People On People On People

The Continued Thickening of Government
Thursday, October 5, 2017
Paul C. Light

This paper by Paul C. Light, a Nonresident Senior Fellow with the Volcker Alliance and the Paulette Goddard Professor of Public Service at New York University’s Wagner School of Public Service, shows that since 1961 the federal bureaucracy has steadily thickened. Whereas President John F. Kennedy faced seven cabinet departments with seventeen layers of appointees, President Trump faces fifteen cabinet departments with seventy-one layers of appointees. In People On People On People, Prof. Light reports that between 1960 and 2016, the layers of government leadership increased from 17 to 71 (318%), while the number of leaders within each rose from 451 to 3,265 (624%).
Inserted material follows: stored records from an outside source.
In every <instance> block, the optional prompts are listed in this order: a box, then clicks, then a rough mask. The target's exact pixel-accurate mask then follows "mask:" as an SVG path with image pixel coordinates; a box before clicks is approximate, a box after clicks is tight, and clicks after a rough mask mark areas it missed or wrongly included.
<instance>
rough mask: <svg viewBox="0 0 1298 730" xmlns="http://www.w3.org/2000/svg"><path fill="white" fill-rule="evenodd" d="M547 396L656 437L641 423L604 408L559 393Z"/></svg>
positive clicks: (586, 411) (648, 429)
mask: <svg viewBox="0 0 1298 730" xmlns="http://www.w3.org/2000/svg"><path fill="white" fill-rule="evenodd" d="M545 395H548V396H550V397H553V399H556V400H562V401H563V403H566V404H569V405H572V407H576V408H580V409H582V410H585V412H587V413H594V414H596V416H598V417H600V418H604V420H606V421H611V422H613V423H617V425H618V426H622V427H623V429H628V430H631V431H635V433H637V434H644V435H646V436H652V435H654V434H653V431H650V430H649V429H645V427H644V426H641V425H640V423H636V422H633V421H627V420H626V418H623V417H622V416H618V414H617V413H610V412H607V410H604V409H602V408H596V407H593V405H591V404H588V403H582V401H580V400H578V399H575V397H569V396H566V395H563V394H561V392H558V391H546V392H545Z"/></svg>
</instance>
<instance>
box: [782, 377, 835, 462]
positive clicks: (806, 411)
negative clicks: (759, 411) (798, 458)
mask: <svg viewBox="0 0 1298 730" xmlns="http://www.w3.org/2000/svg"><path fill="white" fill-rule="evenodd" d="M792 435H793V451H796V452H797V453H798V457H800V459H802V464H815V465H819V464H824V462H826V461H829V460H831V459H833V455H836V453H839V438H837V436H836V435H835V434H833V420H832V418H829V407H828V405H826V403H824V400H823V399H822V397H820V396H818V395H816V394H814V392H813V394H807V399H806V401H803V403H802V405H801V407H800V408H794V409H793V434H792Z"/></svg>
Prof. Light released this paper at a press conference in Washington, DC at the National Press Club. The findings discussed by a panel that featured Danielle Brian, Executive Director of the Project on Government Oversight; Joe Davidson, Columnist for The Washington Post; Norman J. Ornstein, Resident Scholar at the American Enterprise Institute; and Thomas W. Ross, President of the Volcker Alliance.

Prof. Light argues that the chain of command in the federal government has become unwieldy, creating risk of government breakdowns. To improve the effectiveness of government, he recommends targeted downsizing of the layers of political and career management in the federal bureaucracy.